The VAM member base is made up of businesses that serve museums, museums themselves, and the individuals that work there. Of the 3,500 members, 1,500 have attended VAM’s virtual group video chats and webinars over the course of the pandemic to get inspiration, advice, and support.

“The timing was quite interesting for us because our annual 2020 conference ended on a Wednesday in March, and that Friday was when the governor shut the state down,” said Thomas. “We were very lucky and planned ahead for the conference and took health precautions, but I don’t think any of us knew that it would turn out the way it did.”

Along with this annual conference as their main event, VAM also hosted six to eight in-person workshops per year, quarterly happy hours, and networking events throughout the year before COVID. When things shut down, they (and their members) had to get creative with their digital engagement strategies.

“We wanted to keep people connected as best we could because that’s what we do. That’s our role in the museum community – connecting people to each other,” Thomas stated. “We started doing chats and inviting everybody – whether you were a member or from Virginia or not. We had people from Michigan and Virginia and all over join these chats for brainstorming and sharing ideas.”

A few notable members that stood out to Thomas included the James Monroe Museum in Fredericksburg that set up virtual “Ask-A-Curator” live events on their page, the Woodrow Wilson Presidential Library’s virtual tours, and the Virginia Museum of Fine Arts, which already had huge digital initiatives in place.

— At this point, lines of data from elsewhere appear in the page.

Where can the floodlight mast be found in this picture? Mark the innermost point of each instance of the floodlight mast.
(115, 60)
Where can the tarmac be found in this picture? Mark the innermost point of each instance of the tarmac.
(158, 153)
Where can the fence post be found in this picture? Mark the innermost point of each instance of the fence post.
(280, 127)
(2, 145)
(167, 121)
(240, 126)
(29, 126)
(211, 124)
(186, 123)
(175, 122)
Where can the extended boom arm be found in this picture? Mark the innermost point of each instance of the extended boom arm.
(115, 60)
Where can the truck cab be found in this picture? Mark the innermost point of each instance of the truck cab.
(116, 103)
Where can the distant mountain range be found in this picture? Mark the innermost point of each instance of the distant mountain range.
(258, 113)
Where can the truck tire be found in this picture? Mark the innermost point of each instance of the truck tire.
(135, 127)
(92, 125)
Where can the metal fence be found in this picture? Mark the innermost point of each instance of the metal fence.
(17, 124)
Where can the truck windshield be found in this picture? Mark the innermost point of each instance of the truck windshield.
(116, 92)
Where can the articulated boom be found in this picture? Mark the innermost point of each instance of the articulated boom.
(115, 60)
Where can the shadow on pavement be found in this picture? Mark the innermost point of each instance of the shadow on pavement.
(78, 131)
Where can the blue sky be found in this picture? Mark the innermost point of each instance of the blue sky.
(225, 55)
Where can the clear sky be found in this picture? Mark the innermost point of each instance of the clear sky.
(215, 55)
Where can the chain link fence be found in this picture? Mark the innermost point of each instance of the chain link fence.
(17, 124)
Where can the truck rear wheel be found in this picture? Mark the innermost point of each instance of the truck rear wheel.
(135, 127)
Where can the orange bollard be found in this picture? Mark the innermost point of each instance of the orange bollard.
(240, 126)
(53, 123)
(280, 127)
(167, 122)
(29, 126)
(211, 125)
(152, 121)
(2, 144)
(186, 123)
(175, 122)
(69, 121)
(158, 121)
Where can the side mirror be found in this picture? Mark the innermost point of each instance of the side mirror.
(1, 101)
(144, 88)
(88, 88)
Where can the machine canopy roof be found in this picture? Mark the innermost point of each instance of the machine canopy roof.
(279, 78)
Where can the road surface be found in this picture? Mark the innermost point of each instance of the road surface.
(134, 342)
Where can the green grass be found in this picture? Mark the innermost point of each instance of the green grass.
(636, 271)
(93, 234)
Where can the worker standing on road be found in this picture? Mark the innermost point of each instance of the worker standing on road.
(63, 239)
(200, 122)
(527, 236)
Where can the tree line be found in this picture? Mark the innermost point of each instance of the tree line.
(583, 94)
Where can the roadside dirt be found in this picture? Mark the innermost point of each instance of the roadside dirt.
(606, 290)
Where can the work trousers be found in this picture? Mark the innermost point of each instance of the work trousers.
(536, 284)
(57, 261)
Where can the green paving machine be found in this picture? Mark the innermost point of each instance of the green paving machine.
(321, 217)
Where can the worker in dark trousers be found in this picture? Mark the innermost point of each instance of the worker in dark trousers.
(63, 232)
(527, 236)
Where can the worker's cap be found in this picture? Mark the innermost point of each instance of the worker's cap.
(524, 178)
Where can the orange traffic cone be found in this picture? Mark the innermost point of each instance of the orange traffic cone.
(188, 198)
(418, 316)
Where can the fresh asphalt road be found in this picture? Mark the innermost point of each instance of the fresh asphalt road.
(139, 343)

One member from northern Virginia sent their educator around to film a virtual outdoor walking tour, telling viewers things about their community that they could then go out and explore for themselves, as outdoor activities are COVID-safe.

Patrick Henry’s Red Hill site, located in a very rural part of Virginia, has limited internet access, so they decided to work with the local school districts to put together a resource packet to send out with the free lunches for the children to access their learning materials at home.

“All of our museums did such a great job with these different initiatives,” Thomas said proudly. These varied and unique approaches to community engagement are a testament to the resiliency and persistence of museum staff and the industry in general, but there is still much to do to plan for the future.

“I think there’s a reimagining of strategic plans and budgets,” said Thomas. “We have to invest more in digital and we have to put that into our strategic policies and plans. It’s definitely happening.”

Looking Ahead

Finding that balance and resource division between digital and traditional initiatives has been a common theme that Thomas has seen both in conversations with her VAM members and within her own organization.

“The question is: how do you balance those digital experiences to engage people outside of your visiting area, while still encouraging people to come and see the real thing? That’s a big conversation that a lot of us are having right now,” Thomas said. “I don’t know if anybody has figured out the right balance yet.”

Despite this question mark on the future, Thomas has full confidence in her members and the industry as a whole. “If they need to change and adapt how their mission gets presented or how they tell the story or how the community interacts with them, they’ll do it,” she said. “They’ll bounce back. I have no doubt.”